The main problem is, afaik, that there is not enough control about where the code will run in these languages. At some point, one will want to describe all the algorithms using a single language, and somehow describe how the workload will have to be distributed across all the processors, or at least that's what I've been thinking about for a while. Once you have that level of control, the need for a versatile CPU is less clear. Note that nowadays people seems happy with hybrid solutions where the code is scattered across several languages (eg, one for the main program and one for the shaders, or for the client side UI), so my position is maybe not very strong.
HW-wise, is it possible that integrated GPUs are the first steps toward an architecture where CPU and GPU have better interconnections (ie, larger communication bandwidth and smaller latency) to the point where SIMD becomes moot? There is also the SWAR approach, where one doesn't rely on intrinsic SIMD instructions, but instead emulate them (though it's probably not very realistic for floating point computation).
Some other ideas:
- Apple has this neural engine in their latest chips, which is basically dedicated HW for neural networks
- In the wild, people are getting more and more interested in building their custom ASICs to cut software's middle-man cost: for them, the CPU solution is not good enough
- Intel recently introduced a new matrix ops extension in their CPUs: maybe at some point they'll introduce full GPU capabilities directly baked in the CPU? I am a little worried about the resulting ISA.

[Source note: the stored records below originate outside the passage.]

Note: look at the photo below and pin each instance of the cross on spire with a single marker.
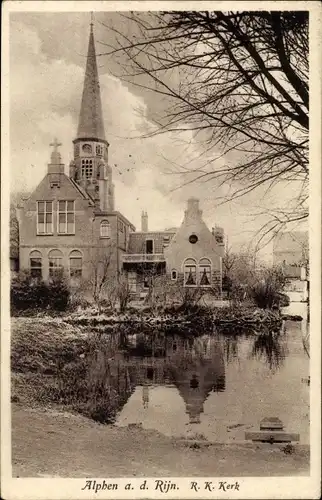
(55, 154)
(55, 145)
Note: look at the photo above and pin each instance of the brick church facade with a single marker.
(69, 224)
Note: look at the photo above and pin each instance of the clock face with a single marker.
(87, 148)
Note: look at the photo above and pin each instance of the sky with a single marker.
(47, 63)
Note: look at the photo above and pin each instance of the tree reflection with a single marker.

Anyway, I am not an HW engineer, nor a very good software one. I only have a limited view of the difficulties in writing good, CPU or GPU efficient code. My first post was prompted by remembering the first "large scale" multicores CPUs 15 years ago (specifically the Ultrasparc T1) which wheren't SIMD heavy. The direction naturally shifted as progress was made on SIMD to try to compete with GPUs, when it seems to me that originally CPUs and GPUs were complementary.
I tend to support modular solutions, but I don't know how costly that would be in term of efficiency at the HW level.